Ia sendiri heran dengan mama papa nya itu, kenapa mereka betah menjalani kehidupan kaku macam ini? Bangun pagi, ke kantor, urus ini itu, meeting dengan koleganya, dan masih harus banyak hal membosankan menurut Bara. Sebenarnya anak buah orangtuanya banyak, kenapa tidak melimpahkan semua pekerjaan pada anak buahnya? Kenapa harus di tangani sendiri? Sungguh Bara tidak habis pikir!

Bara bergegas bangkit, lalu melangkah ke kamar mandi. Ia buru-buru menghidupkan shower yang membiarkan air itu menguyur seluruh tubuhnya. Dan sekarang ia harus menjalani kehidupan kaku itu selama kurang lebih dua Minggu, astaga!

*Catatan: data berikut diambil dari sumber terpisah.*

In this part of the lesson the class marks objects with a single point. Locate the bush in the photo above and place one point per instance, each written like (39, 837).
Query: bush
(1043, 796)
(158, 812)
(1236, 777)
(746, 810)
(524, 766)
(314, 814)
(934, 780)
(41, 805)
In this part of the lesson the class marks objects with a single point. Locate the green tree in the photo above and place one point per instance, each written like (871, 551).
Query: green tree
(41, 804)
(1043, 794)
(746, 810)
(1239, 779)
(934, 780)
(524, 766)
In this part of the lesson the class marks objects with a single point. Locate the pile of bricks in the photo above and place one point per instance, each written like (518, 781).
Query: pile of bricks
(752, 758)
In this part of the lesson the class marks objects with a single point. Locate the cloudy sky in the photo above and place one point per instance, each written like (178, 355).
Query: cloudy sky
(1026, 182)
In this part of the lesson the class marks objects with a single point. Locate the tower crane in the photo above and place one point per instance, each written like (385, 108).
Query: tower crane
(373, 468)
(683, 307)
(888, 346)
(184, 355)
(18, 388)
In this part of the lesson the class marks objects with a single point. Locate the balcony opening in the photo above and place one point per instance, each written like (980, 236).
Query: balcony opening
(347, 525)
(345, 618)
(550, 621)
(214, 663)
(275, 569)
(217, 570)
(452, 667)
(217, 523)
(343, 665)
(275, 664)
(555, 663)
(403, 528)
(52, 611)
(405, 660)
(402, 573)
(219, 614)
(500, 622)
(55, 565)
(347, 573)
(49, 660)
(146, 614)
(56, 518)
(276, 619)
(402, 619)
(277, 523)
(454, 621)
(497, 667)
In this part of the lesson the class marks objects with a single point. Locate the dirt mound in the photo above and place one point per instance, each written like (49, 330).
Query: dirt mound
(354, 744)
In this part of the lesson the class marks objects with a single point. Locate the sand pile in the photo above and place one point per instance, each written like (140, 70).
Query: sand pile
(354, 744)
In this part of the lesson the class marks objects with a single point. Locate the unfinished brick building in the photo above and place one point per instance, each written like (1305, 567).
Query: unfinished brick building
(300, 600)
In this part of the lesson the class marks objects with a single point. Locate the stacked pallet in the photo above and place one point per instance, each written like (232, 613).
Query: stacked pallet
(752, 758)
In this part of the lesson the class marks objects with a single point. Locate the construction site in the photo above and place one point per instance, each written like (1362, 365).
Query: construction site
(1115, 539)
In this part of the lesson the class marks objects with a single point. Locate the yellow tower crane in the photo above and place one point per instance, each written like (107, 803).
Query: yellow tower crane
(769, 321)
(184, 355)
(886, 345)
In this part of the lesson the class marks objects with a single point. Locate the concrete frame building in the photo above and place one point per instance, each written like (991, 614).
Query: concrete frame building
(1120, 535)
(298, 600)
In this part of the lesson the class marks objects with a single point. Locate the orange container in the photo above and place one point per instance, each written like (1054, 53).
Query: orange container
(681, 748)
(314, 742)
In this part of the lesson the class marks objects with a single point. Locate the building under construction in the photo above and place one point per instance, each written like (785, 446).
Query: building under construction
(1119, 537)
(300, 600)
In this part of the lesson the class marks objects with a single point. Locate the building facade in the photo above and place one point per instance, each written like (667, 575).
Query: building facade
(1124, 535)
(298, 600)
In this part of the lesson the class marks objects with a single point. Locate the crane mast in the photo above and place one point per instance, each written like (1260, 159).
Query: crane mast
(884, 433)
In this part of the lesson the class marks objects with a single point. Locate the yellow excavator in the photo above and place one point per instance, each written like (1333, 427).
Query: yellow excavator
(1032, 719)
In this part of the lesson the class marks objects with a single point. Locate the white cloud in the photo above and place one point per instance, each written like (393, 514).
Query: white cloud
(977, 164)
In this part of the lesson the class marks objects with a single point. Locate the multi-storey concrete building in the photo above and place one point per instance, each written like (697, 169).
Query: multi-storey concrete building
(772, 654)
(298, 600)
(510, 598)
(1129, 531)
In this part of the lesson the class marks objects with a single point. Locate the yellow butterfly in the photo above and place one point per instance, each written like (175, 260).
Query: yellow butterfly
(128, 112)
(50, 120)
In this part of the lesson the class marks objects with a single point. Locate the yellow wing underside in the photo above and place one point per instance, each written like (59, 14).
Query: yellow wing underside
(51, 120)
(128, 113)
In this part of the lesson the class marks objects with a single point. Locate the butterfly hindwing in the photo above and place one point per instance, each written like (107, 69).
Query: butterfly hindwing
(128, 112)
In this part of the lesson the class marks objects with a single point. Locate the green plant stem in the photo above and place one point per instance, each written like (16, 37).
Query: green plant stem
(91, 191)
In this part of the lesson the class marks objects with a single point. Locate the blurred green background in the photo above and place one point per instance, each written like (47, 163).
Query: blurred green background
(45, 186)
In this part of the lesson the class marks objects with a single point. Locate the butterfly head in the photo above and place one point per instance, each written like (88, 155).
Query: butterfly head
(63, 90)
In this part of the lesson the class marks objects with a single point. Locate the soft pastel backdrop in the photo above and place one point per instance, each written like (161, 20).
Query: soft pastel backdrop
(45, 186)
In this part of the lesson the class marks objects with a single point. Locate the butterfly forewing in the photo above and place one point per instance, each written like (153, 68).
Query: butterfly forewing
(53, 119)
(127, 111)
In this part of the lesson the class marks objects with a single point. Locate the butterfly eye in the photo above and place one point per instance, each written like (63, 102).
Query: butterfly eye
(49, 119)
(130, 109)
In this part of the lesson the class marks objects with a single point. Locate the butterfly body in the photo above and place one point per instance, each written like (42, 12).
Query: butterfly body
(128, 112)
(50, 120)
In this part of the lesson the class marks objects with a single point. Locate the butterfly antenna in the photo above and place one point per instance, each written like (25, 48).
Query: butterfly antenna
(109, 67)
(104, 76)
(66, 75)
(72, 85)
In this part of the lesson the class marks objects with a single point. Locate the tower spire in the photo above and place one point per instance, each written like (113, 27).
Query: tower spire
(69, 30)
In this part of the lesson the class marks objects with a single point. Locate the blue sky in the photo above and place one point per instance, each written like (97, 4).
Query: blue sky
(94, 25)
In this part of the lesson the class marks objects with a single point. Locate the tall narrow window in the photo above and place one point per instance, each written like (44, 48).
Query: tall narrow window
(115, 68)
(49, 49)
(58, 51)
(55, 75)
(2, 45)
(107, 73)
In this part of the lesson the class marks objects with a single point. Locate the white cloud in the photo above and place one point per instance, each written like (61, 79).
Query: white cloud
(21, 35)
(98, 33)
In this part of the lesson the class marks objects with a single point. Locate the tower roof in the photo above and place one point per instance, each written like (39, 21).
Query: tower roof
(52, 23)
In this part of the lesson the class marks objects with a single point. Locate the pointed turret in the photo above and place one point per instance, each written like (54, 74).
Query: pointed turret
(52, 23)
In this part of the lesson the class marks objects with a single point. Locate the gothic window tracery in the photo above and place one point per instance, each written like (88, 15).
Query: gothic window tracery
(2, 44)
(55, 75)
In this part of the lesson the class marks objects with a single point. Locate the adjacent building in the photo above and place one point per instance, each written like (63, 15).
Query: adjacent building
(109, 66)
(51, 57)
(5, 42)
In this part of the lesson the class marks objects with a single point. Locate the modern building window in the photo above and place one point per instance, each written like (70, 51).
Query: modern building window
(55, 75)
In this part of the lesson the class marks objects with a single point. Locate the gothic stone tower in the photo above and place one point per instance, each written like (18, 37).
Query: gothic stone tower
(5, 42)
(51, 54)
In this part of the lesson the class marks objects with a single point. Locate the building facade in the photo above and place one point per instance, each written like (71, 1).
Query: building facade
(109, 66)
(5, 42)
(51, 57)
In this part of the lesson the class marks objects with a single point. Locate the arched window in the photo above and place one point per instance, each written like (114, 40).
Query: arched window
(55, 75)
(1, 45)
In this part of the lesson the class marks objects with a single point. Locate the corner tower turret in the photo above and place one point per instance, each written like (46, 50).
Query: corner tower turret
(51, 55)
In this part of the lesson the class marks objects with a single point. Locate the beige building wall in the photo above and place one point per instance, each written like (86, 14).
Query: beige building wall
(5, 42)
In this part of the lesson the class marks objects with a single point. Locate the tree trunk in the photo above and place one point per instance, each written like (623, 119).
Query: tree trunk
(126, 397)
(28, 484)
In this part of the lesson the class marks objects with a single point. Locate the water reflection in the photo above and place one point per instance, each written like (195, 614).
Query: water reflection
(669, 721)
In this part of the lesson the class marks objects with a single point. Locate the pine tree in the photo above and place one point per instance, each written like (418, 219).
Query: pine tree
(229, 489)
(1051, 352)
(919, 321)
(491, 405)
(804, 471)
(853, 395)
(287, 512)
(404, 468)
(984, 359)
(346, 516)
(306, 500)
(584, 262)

Bara buru-buru memainkan kemeja dan celana bahan. Seragam wajib ala anak kantoran yang sangat jauh dari style Bara sehari-hari. Setelah selesai ia dengan tergesa meraih sepotong roti dan langsung melahapnya. Ia tidak punya banyak waktu untuk sekedar sarapan.

Bara bergegas turun ke bawah, masuk ke dalam mobil dan membawa mobil itu menuju kantor cabang perusahaan milik ayahnya itu. Kenapa tidak fokus ke batubara saja sih? Kenapa harus bergerak di bidang produksi tekstil macam ini juga? Bara terus menunduk dalam hati. Ia dengan lincah membawa mobil itu menyusuri jalanan Jogja pagi hari.

Kantor ini tidak cukup besar, jadi Bara setuju memegang kendali untuk sementara. Kalau tidak, mana mau ia pusing-pusing duduk di kursi menandatangani berkas-berkas rumit itu? Bara tersenyum kecut, ia sering bersitegang dengan papanya perihal perusahaan. Inginnya sih dia yang terjun mulai dari sekarang mengurusi semua bisnis papanya, namun Bara lebih memilih memulai dan membuka bisnisnya sendiri. Dengan usahanya sendiri.

Bara membelokkan mobil di kantor itu, semoga ia betah sampai dua Minggu ke depan, kalau tidak ia pilih ngacir pulang ke Madiun, mengurusi bisnis Coffe shop-nya yang sedang berkembang pesat itu.

"Selamat pagi, Pak Bara ya?" sapa resepsionis kantor yang langsung mengenalinya.

"Betul, saya yang akan menggantikan Bapak Burhan sampai dua Minggu ke depan." jawab Bara sambil menatap ke sekeliling kantor.

"Baik, Bapak. Mari saya antar ke ruangan Anda." resepsionis itu mempersilahkan Bara melangkah lebih dulu.

"Siapa namamu?" tanya Bara sambil sesekali membalas senyuman dari beberapa karyawan kantor papanya.

"Saya Ratna, Pak. Saya bertugas di bagian depan." jawab Ratna sambil terus melangkah menunjukkan ruangan Bara.

Bara hanya mengangguk pelan, kemudian sampailah mereka pada ruangan dengan pintu besar itu.

"Silahkan, Pak!" ujar Ratna sambil membuka pintu.

Bara hendak melangkah masuk ketika kemudian suara itu memangilnya.

"Permisi Pak Bara, maaf saya sekertaris Bapak Burhan, ini ada beberapa jadwal meeting siang ini yang harus Bapak hadiri."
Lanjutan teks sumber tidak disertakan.